Make an example of the behaviour you want to see. Parents teach their children a great deal about interpersonal relationships by modelling behaviours such as apologising when you’re wrong and treating others with respect and kindness. Children learn a great deal about relationships by watching their parents in action. The “24K Golden Rule,” according to Maurice Elias, co-author of two books on emotionally intelligent parenting, states that parents should always consider the impact of their actions on children and be as particular about what they do with their children as they would want others to be about their children. Check out an interview with Elias on Edutopia about the importance of social and emotional learning at home, as well as a video of him discussing why SEL should be a part of every student’s academic life. Elias is also a regular blogger for Edutopia, where he writes about social and emotional learning and other related topics.
Enhance your child’s sense of self-worth. Having a positive self-image helps children to be happier, more well-adjusted, and achieve higher levels of success in school. Giving your child responsibilities, allowing her to make age-appropriate decisions, and expressing her appreciation for a job well done are all effective strategies for fostering self-esteem in children.
Differences should be respected. Every child possesses a set of abilities and talents that are distinct from the others. If your child is performing poorly in academics, athletics, or interpersonal relationships, resist the temptation to compare him or her to friends or siblings. Instead, celebrate your child’s achievements and offer him support and encouragement as he faces the inevitable challenges that will come his way.

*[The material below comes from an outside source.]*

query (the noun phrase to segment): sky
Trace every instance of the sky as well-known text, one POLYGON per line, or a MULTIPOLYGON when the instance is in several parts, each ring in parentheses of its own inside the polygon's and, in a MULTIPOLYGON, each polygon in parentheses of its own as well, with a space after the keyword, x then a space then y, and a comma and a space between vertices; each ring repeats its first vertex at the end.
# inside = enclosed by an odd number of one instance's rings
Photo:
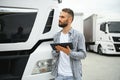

Make use of the resources available to you. During times of family crisis, such as a divorce or the death of a close friend or family member, seek the advice and support of school counsellors or other social services. Never forget that regardless of your relationship with your child, she may feel more comfortable discussing a troubling family situation with someone else she knows and trusts.
Strategies At School
Examine the efforts being made by your school to promote social and emotional learning. Keep in mind that programmes come in a variety of shapes and sizes and are referred to by a variety of names, including character education, leadership, conflict resolution, and peer mediation, among others. According to the author, there are four ideal components of a school’s social-emotional learning programme: a specific programme to support social-emotional learning, problem-prevention and health promotion activities, support services to help students deal with transitions, crises, and conflicts, and a commitment to community service activities. Inquire with your child, his teacher, and the principal of your child’s school about activities and programmes in each of these important areas.
Organize guest speakers to speak at your event. Consult with the parent organisation at your school to identify experts in your community who can speak to parents and teachers about strategies for raising emotionally intelligent children.

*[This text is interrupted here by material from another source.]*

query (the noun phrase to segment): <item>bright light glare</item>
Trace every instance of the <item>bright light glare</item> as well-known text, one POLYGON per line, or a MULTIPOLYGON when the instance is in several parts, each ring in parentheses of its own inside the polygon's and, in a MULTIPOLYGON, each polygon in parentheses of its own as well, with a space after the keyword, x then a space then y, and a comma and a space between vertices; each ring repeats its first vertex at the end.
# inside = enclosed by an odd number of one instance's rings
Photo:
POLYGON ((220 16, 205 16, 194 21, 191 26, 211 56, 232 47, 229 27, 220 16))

Participate in the discussion. If you are interested in volunteering for a school or school district committee that oversees the implementation of programmes to support social and emotional learning, consider becoming a member. Take note that, at the district level, these programmes are frequently (though not always) associated with a department of safety or violence prevention.
Diversity should be celebrated. Collaborate with other parents and school staff to plan programmes and events that will celebrate and honour the many cultures represented in your school’s student population.
Let’s get the conversation started. In the absence of existing social and emotional learning programmes in your school or community, collaborate with others in your school and the larger community to develop what Linda Lantieri, co-founder of the Resolving Conflict Creatively Program, director of the Inner Resilience Program, and consultant for the Collaborative for Academic, Social, and Emotional Learning, refers to as a “web of support.” Bring together leaders from all sectors of your community — business owners and law enforcement officers, parents and educators — to discuss how your community can prioritise the emotional health and well-being of children.